Under the direction of Meir Amit, the Mossad policy known as the “peripheral concept” gained even greater favor and momentum. This philosophy was based on the belief that Israel needed to form alliances-sometimes secret ones-with the countries bordering the Arab world. In doing this, the Mossad also sought to form stronger ties with their counterpart agencies in the West In the developing nations such as Africa and Latin America, they established diplomatic relations, proposed a variety of aid programs, and then opened embassies where Mossad agents went to work under diplomatic cover, offering their intelligence expertise to the host country’s counterparts and thereby greatly expanding their own knowledge of that country’s security operations. They also set up permanent Israeli military delegations in some countries. In Western Europe, the Mossad expanded its ties with their foreign security counterparts by joining a secret group called “Kilowatt” which was created to combat international terrorism. At every turn and available opportunity, Israel was increasing its knowledge of foreign intelligence and security operations all over the world.

In 1969 Raviv participated in a joint mission with Aman that was eventually to determine the shape of his career. After the Six Day War, the French clamped an embargo on munitions, aircraft, and boats that Israel already had bought and paid for, but which France had not yet delivered. The Israelis were in particular need of five missile boats that were part of the embargo, and they could not wait for the slow wheels of diplomacy to free them. Raviv received orders to travel to Normandy where the missile boats were kept in the shipyard at Cherbourg and to use agents to reconnoiter the weak points of the shipyard security so that the Israelis’ naval operatives could plan a repossession.

On Christmas Eve, Israeli naval officers who had flown into France several weeks earlier and had been briefed by Raviv and his agents, entered the Cherbourg shipyards and sailed the five missile boats through Gibraltar and into the Mediterranean.

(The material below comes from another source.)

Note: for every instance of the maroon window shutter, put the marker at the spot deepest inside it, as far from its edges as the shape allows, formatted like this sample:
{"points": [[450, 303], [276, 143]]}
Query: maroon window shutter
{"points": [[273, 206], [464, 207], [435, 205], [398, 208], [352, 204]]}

After this Raviv was asked not to return to Marseille, but to drop out of sight He was instructed to go to London, get a job, and not contact the Mossad in any way. A year later, in December of 1970, he was contacted and told to go to Paris. There another three months passed before he was joined by a Mossad commander from Tel Aviv who spent a month with him. He had been chosen for a special kind of mission that was to become a trademark of his career.

It was a busy time for the Mossad in France. The 1970s would become the decade of terrorist revolutionary groups, the Baader-Meinhof gang in Germany, the Japanese Red Army, the Italian Red Brigade, the Basque ETA in Spain, the Action Directe in France, and five different Palestinian organizations. Sooner or later all of them found it necessary to pass through France and stay for various periods of time.